Joy! A man would listen to her appeal. He would see that she was poor, common, unequal to a dump so swell, and would be human and tender. He was a nice looking old man too—she was able to notice that—with a long, kindly face on which there were two spots of bloom as if he had been rouged. So she capitulated to his plea, making only the condition that if she took the hegg—she pronounced the word as he did, not being sure as to what it meant—she should be free to go.

“Certainly, if madam wishes it. I’m sure the last thing Mr. Allerton would desire would be to detain madam against ’er will.”

She allowed herself to be ushered down the monumental stairs and into the dining-room, which awed her with the solemnity of a church. She knew at once 58 that she wouldn’t be able to eat amid this stateliness any more than in the glitter of last evening’s restaurant. She had yielded, however, and there was nothing for it but to sit down at the head of the table in the chair which Steptoe drew out for her. Guessing at her most immediate embarrassment, he showed her what to do by unfolding the napkin and laying it in her lap.
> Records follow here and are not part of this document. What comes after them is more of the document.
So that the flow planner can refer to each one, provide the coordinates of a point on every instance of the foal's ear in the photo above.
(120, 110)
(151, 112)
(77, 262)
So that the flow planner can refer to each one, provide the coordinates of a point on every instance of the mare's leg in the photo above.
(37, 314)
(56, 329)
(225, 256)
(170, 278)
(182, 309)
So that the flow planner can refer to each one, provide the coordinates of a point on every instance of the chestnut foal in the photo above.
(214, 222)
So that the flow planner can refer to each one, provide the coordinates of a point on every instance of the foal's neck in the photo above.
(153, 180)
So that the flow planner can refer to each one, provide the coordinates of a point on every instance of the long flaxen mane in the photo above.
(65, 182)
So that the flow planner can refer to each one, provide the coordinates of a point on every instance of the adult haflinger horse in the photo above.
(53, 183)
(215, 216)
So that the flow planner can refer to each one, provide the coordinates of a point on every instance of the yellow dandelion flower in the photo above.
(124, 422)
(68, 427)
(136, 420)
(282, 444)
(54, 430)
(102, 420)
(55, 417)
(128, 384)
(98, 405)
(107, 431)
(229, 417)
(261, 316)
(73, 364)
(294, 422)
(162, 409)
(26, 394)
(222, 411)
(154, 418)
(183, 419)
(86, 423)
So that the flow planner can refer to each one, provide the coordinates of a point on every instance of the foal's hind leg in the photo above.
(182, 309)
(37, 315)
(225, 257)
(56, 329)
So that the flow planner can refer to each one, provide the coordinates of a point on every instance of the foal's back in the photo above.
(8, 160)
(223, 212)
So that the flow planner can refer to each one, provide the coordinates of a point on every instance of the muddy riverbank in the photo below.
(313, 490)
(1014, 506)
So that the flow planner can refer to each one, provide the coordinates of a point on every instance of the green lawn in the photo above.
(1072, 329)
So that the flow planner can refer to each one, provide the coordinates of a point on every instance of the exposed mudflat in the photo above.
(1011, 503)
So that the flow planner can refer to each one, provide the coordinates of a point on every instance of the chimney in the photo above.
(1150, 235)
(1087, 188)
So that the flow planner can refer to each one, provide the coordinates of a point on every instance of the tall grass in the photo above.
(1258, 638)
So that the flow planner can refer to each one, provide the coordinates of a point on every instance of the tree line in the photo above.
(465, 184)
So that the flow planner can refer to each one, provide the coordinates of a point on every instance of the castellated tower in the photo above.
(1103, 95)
“Now, if madam will excuse me, I’ll slip awye and tell Jyne.”

But telling Jyne was not so simple a matter as it looked. The council in the kitchen, which at first had been a council and no more, was now a council of war. As Steptoe entered, Mrs. Courage was saying:

“I shall go to Mr. Rashleigh ’imself and tell ’im that hunder the syme roof with a baggage none of us will stye.”

“You can syve yourself the trouble, Mrs. Courage,” Steptoe informed her. “Mr. Rash ’as just gone out. Besides, I’ve good news for all of you.” He waited for each to take an appropriate expression, Mrs. Courage determined, Jane with face eager and alight, Nettie tittering behind her hand. “Miss Walbrook, which all of us ’as dreaded, is not a-comin’ to our midst. The young lydy Nettie see in the back spare-room is Mr. Rashleigh’s wife.”

“Wife!” Mrs. Courage threw up her hands and staggered backward. “’Im that ’is mother left to me! ‘Courage,’ says she, ‘when I’m gone––’”

Jane crept forward, horrified, stunned. “Them things can’t be, Steptoe.”